Finding Freedom in Faith: Anisa Brown ’26 Researches the Role of Religion in Boston’s Abolition Movement 

Student Spotlight November 14, 2025
This summer, CA senior Anisa Brown ’26 served as a John Winthrop Fellow at the Massachusetts Historical Society. Her research focused on how Black churches and spiritual communities fueled Boston’s abolition movement. Through sermons, speeches, and texts by figures like Frederick Douglass and Theodore Parker, she discovered how faith became a force for justice.

For Anisa Brown ’26, a senior at Concord Academy, research has become a way to understand how communities find strength and meaning. “I really love history and I always have,” she says. 

That passion led her to apply for the John Winthrop Fellowship at the Massachusetts Historical Society (MHS), where she spent this past summer exploring the significance of Black churches in Boston during the Civil War. 

Anisa’s interest in historical research deepened after taking CA’s Civil War and Reconstruction class in 10th grade. She spent hours in the school’s J. Josephine Tucker library, where Library Director and Archivist Martha Kennedy encouraged her to apply to the fellowship program. 

She focused her analysis on the 12th Baptist Church, the oldest standing Black church in the country, in what is now Beacon Hill. She also studied the Masonic African Grand Lodge, among other spiritual spaces throughout the area.

Working in the MHS archives, she read sermons, essays, and speeches that revealed how religious leaders used faith to challenge slavery and injustice. “One in particular I really liked was Frederick Douglass’ speech ‘Defense of the Negro Race’,” she says. “It was arguing for why Black people had a positive impact on society, but it was less of a humanist argument and more of a logical one, which I found very interesting.” 
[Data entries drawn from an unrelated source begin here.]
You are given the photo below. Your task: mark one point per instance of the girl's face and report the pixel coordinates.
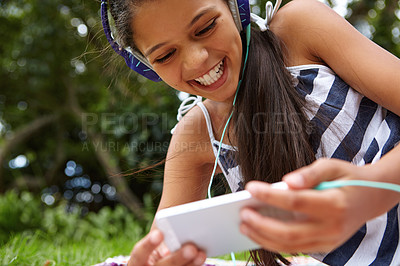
(193, 45)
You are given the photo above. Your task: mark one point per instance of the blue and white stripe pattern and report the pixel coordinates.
(351, 127)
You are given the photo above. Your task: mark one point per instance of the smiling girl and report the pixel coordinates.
(310, 87)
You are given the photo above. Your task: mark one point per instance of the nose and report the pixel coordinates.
(194, 56)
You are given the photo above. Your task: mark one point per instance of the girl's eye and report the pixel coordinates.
(208, 28)
(165, 58)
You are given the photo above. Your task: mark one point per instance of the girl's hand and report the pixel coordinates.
(333, 215)
(151, 251)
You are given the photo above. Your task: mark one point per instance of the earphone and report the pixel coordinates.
(240, 10)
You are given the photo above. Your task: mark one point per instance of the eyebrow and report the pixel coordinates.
(194, 20)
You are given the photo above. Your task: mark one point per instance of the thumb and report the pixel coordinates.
(310, 176)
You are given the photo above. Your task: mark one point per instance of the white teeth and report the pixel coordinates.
(212, 76)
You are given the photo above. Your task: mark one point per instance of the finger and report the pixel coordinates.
(187, 255)
(315, 204)
(143, 250)
(313, 174)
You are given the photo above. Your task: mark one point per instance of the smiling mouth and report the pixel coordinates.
(212, 76)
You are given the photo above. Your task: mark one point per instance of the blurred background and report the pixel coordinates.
(78, 130)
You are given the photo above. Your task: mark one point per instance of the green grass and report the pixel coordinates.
(37, 248)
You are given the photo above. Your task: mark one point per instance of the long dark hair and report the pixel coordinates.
(269, 123)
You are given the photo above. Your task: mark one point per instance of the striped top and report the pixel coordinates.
(354, 129)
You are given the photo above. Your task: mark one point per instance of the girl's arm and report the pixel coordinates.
(186, 176)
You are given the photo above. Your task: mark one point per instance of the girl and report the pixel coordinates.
(310, 87)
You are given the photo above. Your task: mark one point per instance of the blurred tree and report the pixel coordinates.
(71, 112)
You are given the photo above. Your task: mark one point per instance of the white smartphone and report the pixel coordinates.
(213, 224)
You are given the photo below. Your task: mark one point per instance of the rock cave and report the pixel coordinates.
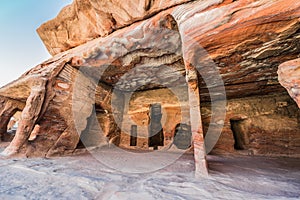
(144, 80)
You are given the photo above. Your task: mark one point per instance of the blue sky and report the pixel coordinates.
(20, 46)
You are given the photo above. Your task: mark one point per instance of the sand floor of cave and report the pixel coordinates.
(84, 177)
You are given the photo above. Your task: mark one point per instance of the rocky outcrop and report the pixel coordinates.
(201, 51)
(85, 20)
(289, 77)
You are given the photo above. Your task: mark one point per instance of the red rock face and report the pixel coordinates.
(244, 41)
(289, 77)
(85, 20)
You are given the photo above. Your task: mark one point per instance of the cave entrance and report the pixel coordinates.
(156, 135)
(240, 133)
(133, 135)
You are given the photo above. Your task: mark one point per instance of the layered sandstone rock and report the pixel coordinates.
(96, 92)
(289, 77)
(85, 20)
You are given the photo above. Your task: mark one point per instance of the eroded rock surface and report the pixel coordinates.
(96, 19)
(155, 46)
(289, 77)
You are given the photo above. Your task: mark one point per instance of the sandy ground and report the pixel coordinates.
(84, 177)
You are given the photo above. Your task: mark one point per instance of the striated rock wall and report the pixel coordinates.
(85, 20)
(260, 125)
(289, 77)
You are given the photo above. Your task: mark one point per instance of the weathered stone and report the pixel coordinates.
(90, 93)
(96, 19)
(289, 77)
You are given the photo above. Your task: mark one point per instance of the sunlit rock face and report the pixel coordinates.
(289, 77)
(114, 60)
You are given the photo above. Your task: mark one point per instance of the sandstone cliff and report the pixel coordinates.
(123, 51)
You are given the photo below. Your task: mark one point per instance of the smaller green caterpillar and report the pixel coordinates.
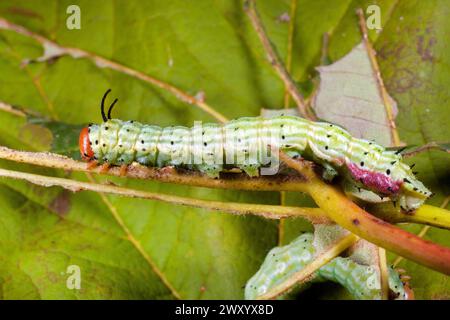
(362, 281)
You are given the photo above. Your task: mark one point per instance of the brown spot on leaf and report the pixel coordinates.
(61, 204)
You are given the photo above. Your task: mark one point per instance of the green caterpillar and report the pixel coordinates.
(282, 262)
(252, 145)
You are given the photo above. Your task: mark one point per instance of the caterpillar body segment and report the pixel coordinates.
(362, 281)
(247, 143)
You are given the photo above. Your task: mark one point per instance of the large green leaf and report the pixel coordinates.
(198, 46)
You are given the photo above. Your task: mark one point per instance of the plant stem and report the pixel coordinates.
(267, 211)
(429, 215)
(348, 215)
(274, 60)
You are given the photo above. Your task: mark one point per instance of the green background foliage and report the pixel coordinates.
(198, 46)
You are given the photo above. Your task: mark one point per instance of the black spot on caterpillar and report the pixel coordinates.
(247, 143)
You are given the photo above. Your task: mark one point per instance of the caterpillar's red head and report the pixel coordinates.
(85, 145)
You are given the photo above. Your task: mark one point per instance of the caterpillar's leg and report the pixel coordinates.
(211, 170)
(252, 169)
(353, 189)
(123, 170)
(329, 173)
(104, 167)
(92, 164)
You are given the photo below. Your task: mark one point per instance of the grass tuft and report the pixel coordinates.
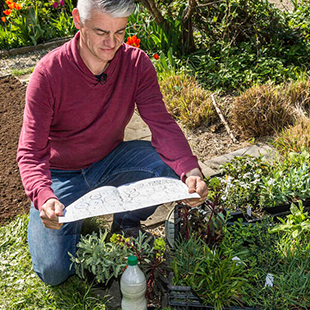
(187, 101)
(262, 111)
(294, 138)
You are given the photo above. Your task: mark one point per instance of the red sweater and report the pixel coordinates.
(72, 121)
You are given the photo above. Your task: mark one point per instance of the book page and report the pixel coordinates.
(109, 200)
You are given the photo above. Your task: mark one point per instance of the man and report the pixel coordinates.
(79, 100)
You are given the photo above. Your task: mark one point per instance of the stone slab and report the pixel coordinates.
(137, 129)
(159, 216)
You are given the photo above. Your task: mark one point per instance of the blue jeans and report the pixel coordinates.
(128, 162)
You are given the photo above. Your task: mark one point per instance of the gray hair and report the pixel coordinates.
(114, 8)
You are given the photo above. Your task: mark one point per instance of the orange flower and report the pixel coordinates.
(17, 6)
(11, 5)
(133, 41)
(7, 12)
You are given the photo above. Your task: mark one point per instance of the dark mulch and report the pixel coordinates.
(13, 200)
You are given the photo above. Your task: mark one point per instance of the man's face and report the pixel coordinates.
(101, 36)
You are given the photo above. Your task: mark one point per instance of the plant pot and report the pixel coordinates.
(285, 208)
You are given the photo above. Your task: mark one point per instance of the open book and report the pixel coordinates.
(128, 197)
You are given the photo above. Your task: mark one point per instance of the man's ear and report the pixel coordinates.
(76, 18)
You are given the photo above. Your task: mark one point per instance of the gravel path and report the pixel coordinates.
(18, 62)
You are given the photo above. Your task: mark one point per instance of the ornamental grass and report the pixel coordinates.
(187, 101)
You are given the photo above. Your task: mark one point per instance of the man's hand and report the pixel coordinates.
(196, 184)
(49, 213)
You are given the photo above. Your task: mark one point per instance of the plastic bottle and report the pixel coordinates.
(133, 286)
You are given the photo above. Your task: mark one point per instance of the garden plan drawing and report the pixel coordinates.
(108, 199)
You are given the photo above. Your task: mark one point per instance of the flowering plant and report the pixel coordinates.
(133, 41)
(12, 6)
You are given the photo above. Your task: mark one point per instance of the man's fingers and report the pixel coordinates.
(50, 212)
(59, 209)
(191, 184)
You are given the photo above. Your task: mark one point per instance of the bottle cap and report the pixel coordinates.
(132, 260)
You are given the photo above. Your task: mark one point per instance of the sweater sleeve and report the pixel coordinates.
(167, 137)
(33, 149)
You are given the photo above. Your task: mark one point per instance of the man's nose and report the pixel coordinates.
(110, 41)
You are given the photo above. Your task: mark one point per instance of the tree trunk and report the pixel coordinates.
(187, 34)
(154, 11)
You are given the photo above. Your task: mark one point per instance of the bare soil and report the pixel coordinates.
(13, 200)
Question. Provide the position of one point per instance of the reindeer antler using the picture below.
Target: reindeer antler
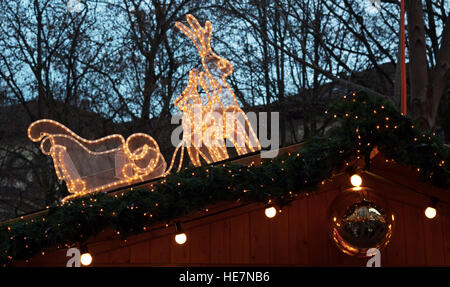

She also studied Theodore Parker’s “A New Crime Against Humanity,” a sermon written after the kidnapping of Anthony Burns under the Fugitive Slave Act. “Parker was a white preacher and philosopher who interacted with a lot of Black preachers and was very involved in the abolition movement,” Anisa says. “He used religion to argue against racist policies and policies of enslavement. He called it ‘putting the law of man above the law of God.’” 

Another compelling source was Lewis Hayden’s book Caste Among Masons, which explored racial hierarchy within Freemasonry. “Freemasonry operated a lot like a church,” she says. “It acted as a holy and spiritual place for free Black men at the time, but they were often discriminated against by white Masons.”

In addition to her archival work, Anisa visited historical sites across Boston, including the Museum of African American History, housed in the building that was once the 12th Baptist Church. She also walked the Black Heritage Trail, tracing the physical spaces connected to her studies. Her research culminated in a presentation at a Massachusetts Historical Society conference this November, where she shared her findings alongside other high school scholars studying Boston’s history. 

The fellowship reshaped the way she thinks about history. “It’s made me think of history in a more place-based way—more spatially,” she says. “When I was initially applying for my fellowship, I had such a broad topic. Honing in on one place allowed me to trace deeper, more meaningful patterns.” 

She credits Concord Academy with preparing her for the rigor of independent research: “The knowledge I learned of how to take good notes was pivotal to my research. CA’s encouragement of students to be self-sufficient, and to do work not just because they’re going to get a grade on it, but because they care about the thing they’re doing, was really important.” 

Looking ahead, Anisa plans to major in history in college. “I definitely want to continue doing history,” she says. “You can’t do anything without history—everything comes from somewhere. I just think it’s such a universal discipline in a way that I really appreciate, and it will always be significant to me.”